In Scotland, A. triangularis occurs predominantly in botanical and domestic gardens, and is not generally considered to be a problem on agricultural land. The situation in Northern Ireland is different; although predominantly found in domestic gardens, it appears to have colonised grass leys many localities although the impact on earthworm populations remains ambiguous. In England, records are increasing, predominantly from northern regions.

Studies have indicated that earthworm species vary in terms of their vulnerability to predation by A. triangularis; surface-active and anecic species are considered to be most at risk. However, A. triangulatus and earthworm populations are known to coexist, apparently in a state of dynamic equilibrium, in a number of localities.

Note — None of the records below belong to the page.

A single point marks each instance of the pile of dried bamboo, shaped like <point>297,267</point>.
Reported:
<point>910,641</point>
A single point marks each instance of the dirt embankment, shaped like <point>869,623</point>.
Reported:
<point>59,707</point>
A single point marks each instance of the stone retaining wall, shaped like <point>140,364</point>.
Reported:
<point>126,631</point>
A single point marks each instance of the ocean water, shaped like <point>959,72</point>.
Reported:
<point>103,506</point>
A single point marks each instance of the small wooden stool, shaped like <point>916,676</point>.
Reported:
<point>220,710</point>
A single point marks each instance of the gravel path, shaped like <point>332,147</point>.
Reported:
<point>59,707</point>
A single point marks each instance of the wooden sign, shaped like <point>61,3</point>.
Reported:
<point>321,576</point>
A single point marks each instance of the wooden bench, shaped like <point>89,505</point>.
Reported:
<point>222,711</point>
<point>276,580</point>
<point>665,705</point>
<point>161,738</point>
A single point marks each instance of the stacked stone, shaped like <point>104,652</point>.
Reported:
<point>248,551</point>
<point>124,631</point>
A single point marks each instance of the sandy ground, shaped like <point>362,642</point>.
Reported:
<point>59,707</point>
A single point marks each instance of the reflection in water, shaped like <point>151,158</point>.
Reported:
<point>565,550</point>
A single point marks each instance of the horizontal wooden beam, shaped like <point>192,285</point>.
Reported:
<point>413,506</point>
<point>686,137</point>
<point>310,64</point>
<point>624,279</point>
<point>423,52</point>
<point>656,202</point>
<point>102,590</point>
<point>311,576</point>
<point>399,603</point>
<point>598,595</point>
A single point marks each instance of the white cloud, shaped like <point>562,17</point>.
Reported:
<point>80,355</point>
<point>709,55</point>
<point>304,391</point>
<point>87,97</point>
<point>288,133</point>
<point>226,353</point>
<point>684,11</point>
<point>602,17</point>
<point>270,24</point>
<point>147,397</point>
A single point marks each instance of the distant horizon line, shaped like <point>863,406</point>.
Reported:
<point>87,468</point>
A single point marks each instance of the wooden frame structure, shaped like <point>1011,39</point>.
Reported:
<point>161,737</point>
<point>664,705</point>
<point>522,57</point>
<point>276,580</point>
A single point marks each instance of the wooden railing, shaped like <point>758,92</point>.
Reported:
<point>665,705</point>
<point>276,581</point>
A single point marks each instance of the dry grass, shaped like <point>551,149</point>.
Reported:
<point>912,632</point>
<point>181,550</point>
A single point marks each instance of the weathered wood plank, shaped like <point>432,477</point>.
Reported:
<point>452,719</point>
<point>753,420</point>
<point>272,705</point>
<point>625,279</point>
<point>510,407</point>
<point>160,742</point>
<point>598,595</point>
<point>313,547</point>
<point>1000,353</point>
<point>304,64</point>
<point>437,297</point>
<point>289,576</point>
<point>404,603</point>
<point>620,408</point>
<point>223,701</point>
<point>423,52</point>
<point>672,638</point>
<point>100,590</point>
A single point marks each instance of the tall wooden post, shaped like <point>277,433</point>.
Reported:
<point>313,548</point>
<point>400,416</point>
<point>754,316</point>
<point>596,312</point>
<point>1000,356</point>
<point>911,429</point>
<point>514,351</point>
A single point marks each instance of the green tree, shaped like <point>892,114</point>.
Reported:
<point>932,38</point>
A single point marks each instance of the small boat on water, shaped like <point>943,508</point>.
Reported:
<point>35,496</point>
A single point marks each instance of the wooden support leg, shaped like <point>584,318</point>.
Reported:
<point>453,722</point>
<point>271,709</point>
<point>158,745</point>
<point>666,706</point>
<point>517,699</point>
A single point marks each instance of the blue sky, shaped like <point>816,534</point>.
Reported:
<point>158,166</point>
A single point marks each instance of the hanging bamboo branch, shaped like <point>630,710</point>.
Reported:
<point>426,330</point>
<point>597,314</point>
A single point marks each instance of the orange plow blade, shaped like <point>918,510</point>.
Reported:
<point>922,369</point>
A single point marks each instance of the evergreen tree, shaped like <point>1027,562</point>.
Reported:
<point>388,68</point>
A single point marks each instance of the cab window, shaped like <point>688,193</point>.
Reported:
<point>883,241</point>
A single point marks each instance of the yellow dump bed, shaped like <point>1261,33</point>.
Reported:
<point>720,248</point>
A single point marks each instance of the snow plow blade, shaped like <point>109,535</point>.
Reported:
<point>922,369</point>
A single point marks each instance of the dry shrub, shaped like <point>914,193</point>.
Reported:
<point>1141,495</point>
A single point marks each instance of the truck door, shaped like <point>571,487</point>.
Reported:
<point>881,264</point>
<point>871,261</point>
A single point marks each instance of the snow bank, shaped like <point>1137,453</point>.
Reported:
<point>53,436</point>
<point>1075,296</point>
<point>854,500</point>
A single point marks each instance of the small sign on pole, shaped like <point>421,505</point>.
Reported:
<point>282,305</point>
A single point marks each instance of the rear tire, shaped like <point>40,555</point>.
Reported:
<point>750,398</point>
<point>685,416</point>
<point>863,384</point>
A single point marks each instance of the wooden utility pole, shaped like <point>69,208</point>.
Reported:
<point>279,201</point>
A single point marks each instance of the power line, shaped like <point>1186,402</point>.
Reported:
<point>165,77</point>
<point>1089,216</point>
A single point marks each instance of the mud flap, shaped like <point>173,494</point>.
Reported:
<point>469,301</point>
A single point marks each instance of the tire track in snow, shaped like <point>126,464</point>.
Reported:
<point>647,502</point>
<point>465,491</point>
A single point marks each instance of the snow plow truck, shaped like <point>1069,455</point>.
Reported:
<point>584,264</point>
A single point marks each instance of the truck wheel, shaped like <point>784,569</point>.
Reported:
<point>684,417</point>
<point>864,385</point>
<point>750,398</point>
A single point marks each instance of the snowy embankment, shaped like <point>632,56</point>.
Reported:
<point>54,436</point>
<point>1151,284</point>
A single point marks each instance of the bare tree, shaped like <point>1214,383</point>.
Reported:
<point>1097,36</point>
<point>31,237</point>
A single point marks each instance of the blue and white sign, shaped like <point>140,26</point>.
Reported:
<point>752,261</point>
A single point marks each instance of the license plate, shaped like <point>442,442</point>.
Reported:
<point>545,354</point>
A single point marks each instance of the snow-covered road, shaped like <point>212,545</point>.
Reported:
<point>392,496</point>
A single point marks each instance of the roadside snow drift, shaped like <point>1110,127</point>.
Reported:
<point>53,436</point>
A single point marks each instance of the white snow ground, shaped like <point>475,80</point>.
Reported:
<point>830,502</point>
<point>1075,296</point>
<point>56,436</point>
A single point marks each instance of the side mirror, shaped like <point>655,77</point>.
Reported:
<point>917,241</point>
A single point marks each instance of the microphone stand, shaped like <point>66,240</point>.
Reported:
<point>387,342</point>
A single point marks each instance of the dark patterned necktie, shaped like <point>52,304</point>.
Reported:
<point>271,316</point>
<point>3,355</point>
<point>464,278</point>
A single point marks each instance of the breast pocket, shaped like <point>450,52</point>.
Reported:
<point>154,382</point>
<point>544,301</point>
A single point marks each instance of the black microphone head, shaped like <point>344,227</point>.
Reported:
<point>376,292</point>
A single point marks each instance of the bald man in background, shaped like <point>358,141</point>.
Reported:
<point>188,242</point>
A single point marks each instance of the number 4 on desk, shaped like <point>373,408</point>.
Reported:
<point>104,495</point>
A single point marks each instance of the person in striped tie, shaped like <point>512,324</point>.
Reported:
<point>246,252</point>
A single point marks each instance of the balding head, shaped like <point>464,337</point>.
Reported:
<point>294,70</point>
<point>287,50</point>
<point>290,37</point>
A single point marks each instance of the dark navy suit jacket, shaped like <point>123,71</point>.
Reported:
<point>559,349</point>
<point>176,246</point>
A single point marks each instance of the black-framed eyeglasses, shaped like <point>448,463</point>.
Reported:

Naturally-occurring planarian populations are often severely constrained by food supply, but individuals survive lengthy periods of starvation. Such behaviour may preclude the natural recolonisation of habitats by prey species. Very much higher rates of population growth can be achieved where food is not limited, and where favourable conditions result from horticultural practices. The mobility of the prey species may determine the dispersal strategy of the flatworm predator, and a propensity not to move away from centres of prey density might account for the relatively low rate of colonisation of agricultural land by A. triangulatus. Additionally, reliance on protected refuges, may explain the present, somewhat limited distribution in the UK, particularly in southern England.

It is difficult to estimate the potential distribution of A. triangulatus, because of the lack of fundamental knowledge of its ecoclimatic requirements. A better understanding is needed of the precise habitat requirements (and constraints) of A. triangulatus, particularly where this species appears to have adapted to rural conditions.